Kegiatan ini dihadiri Wakil Bupati Solok H. Candra, S.H.I, Kepala Kantor Kementerian Agama Kabupaten Solok H. Zulkifli, S.Ag., MM, unsur Forkopimcam, kepala madrasah dan sekolah, majelis guru, penyuluh agama, hingga para penghulu se-Kecamatan X Koto Diatas.

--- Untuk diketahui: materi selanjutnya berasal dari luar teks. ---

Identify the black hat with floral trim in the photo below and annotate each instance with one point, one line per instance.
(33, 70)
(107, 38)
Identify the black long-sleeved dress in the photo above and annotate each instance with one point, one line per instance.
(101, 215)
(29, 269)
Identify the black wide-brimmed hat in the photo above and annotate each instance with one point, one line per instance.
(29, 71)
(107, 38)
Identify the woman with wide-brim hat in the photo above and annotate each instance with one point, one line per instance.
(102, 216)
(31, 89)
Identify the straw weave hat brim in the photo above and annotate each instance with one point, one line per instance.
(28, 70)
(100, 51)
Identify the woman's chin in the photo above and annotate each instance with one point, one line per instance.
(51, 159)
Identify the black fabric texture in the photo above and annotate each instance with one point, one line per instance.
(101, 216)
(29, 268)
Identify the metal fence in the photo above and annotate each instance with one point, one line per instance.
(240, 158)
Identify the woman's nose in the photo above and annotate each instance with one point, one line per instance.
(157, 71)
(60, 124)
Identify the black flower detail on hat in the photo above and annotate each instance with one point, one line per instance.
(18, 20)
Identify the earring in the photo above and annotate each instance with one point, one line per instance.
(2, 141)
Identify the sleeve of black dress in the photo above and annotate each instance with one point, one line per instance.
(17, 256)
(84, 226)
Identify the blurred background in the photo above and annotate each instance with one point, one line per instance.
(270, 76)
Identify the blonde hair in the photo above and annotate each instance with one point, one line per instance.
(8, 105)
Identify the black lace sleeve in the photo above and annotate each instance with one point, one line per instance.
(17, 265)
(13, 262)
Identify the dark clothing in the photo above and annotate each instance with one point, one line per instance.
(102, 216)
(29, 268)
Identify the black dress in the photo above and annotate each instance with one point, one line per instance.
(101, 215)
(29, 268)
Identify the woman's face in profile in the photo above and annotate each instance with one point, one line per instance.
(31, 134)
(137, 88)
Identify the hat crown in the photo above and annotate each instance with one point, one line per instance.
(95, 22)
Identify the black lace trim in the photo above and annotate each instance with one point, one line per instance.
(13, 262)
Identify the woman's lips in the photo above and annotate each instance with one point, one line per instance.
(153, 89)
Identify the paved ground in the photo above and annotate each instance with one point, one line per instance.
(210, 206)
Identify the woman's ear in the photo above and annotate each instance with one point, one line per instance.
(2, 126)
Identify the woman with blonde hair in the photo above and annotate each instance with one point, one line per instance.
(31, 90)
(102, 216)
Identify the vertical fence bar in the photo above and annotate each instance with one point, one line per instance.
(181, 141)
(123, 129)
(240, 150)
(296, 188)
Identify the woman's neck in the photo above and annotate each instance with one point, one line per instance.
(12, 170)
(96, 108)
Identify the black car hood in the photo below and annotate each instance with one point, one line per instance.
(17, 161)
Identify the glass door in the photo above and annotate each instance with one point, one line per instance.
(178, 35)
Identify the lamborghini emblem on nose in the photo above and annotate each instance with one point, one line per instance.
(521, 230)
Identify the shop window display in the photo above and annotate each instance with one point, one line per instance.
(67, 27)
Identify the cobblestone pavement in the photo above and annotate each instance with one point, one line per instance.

Dalam pemaparannya, Kakankemenag H. Zulkifli menyoroti fenomena degradasi moral yang kian mengkhawatirkan. Ia menegaskan bahwa persoalan moral tidak hanya terjadi di kalangan pelajar, tetapi juga mulai merambah tenaga pendidik.
“Ini menjadi alarm serius bagi dunia pendidikan. Banyak pelaku justru berasal dari kalangan berpendidikan tinggi, namun lemah secara mental dan spiritual,” tegasnya.
Menurutnya, lembaga pendidikan tidak boleh hanya berfokus pada capaian akademik semata, tetapi juga harus memperkuat pendidikan karakter dan nilai-nilai keimanan.
Sementara itu, Wakil Bupati Solok H. Candra menekankan pentingnya sinergi seluruh elemen masyarakat dalam memerangi penyakit masyarakat. Ia mengapresiasi kegiatan tersebut sebagai langkah nyata dalam menjaga masa depan generasi muda.
Wabup juga mengungkap kisah sukses salah satu nagari dalam menekan angka penyakit masyarakat melalui penerapan peraturan nagari (perna). Dalam aturan tersebut, hiburan malam seperti orgen tunggal dilarang karena berpotensi memicu berbagai persoalan sosial.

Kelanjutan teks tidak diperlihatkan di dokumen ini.